Original article was published on Artificial Intelligence on Medium
Gradient Descent Explained
A comprehensive guide to Gradient Descent
Optimization refers to the task of minimizing/maximizing an objective function f(x) parameterized by x. In machine/deep learning terminology, it’s the task of minimizing the cost/loss function J(w) parameterized by the model’s parameters w ∈ R^d.
Optimization algorithms (in the case of minimization) have one of the following goals:
- Find the global minimum of the objective function. This is feasible if the objective function is convex, i.e. any local minimum is a global minimum.
- Find the lowest possible value of the objective function within its neighborhood. That’s usually the case if the objective function is not convex as the case in most deep learning problems.
Gradient Descent is an optimizing algorithm used in Machine/ Deep Learning algorithms. The goal of Gradient Descent is to minimize the objective convex function f(x) using iteration.
Let’s see how Gradient Descent actually works by implementing it on a cost function.

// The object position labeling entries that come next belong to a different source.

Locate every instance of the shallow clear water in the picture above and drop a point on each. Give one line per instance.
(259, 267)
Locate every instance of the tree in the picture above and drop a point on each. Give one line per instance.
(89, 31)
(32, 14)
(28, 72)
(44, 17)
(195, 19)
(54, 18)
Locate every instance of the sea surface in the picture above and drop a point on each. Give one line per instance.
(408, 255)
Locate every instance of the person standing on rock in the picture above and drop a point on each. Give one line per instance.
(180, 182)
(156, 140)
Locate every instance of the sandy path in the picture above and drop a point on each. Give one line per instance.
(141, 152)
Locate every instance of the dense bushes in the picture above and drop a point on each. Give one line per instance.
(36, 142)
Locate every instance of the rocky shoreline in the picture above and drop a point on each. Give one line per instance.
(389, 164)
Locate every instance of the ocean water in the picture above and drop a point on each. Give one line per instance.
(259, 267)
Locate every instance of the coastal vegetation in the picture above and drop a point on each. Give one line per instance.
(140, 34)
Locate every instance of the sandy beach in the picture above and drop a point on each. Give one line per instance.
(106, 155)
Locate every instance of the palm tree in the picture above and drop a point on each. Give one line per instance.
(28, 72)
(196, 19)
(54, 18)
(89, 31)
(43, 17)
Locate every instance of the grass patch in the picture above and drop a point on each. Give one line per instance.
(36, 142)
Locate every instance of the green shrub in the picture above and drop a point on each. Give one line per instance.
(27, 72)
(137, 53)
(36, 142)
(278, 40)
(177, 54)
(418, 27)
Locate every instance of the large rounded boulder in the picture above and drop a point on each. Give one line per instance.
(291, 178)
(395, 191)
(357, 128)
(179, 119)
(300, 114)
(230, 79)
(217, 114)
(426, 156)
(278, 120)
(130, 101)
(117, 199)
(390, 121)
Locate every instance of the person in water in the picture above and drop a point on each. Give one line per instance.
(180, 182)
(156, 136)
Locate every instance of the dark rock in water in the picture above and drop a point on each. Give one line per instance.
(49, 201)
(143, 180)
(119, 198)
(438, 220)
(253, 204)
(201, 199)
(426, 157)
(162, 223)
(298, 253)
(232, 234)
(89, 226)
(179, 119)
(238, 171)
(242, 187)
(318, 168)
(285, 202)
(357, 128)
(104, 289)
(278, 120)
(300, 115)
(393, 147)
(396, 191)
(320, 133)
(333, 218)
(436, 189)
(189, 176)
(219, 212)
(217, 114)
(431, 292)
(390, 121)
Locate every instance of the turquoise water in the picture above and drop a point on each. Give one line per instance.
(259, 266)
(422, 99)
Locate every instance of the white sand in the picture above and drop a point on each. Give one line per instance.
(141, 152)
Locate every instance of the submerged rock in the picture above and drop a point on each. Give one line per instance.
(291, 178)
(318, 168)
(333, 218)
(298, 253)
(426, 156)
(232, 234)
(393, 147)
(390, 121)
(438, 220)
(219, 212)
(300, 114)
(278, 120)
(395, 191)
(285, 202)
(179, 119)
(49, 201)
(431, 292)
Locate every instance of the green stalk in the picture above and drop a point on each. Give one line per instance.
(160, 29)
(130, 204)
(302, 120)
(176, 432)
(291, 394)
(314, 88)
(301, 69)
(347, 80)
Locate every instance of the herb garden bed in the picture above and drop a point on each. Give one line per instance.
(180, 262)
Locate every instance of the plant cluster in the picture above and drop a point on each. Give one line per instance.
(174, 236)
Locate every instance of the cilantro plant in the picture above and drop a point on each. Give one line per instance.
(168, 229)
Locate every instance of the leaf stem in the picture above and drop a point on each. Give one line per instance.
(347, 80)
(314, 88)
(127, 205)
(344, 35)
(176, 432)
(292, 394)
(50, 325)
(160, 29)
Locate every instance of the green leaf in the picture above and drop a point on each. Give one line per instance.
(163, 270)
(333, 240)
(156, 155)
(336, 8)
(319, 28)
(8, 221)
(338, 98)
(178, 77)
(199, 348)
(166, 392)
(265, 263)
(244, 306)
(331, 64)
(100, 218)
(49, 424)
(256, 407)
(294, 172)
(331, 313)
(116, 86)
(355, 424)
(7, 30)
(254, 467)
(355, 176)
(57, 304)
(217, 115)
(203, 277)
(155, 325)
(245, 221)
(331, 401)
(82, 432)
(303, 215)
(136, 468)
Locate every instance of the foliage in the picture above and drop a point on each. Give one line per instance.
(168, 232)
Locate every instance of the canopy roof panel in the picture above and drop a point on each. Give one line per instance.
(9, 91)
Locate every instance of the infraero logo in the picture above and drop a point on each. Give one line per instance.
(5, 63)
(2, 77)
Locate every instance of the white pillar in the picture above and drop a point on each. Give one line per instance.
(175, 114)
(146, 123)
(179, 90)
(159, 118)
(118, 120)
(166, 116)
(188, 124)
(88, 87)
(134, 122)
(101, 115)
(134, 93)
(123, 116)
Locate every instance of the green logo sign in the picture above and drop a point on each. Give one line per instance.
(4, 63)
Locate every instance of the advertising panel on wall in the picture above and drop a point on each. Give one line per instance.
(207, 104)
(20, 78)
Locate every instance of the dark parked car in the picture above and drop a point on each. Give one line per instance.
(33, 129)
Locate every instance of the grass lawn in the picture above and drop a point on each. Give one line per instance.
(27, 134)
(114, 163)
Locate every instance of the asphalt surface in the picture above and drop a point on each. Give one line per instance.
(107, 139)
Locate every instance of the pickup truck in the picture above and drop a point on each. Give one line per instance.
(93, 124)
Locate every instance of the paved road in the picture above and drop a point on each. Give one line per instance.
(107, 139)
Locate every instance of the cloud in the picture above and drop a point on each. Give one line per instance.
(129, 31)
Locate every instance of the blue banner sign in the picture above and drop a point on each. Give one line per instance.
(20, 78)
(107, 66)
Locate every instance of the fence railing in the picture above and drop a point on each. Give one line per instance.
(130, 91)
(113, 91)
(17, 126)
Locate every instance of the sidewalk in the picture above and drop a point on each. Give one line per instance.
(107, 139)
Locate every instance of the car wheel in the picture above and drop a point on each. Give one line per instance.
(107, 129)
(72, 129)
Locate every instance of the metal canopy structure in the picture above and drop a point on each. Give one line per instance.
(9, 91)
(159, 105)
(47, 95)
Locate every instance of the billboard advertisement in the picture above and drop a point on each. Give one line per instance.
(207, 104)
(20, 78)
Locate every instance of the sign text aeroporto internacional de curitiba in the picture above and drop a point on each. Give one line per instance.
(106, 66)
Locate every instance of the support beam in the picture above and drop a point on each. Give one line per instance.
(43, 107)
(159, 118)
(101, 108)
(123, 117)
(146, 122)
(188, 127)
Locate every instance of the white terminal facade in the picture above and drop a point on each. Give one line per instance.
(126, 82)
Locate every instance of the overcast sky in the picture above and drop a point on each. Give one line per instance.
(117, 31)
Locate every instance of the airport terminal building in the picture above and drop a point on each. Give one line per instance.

For ease, let’s take a simple linear model.
Error = Y(Predicted)-Y(Actual)
A machine learning model always wants low error with maximum accuracy, in order to decrease error we will intuit our algorithm that you’re doing something wrong that is needed to be rectified, that would be done through Gradient Descent.
We need to minimize our error, in order to get pointer to minima we need to walk some steps that are known as alpha(learning rate).
Steps to implement Gradient Descent
- Randomly initialize values.
- Update values.
3. Repeat until slope =0
A derivative is a term that comes from calculus and is calculated as the slope of the graph at a particular point. The slope is described by drawing a tangent line to the graph at the point. So, if we are able to compute this tangent line, we might be able to compute the desired direction to reach the minima.
Learning rate must be chosen wisely as:
1. if it is too small, then the model will take some time to learn.
2. if it is too large, model will converge as our pointer will shoot and we’ll not be able to get to minima.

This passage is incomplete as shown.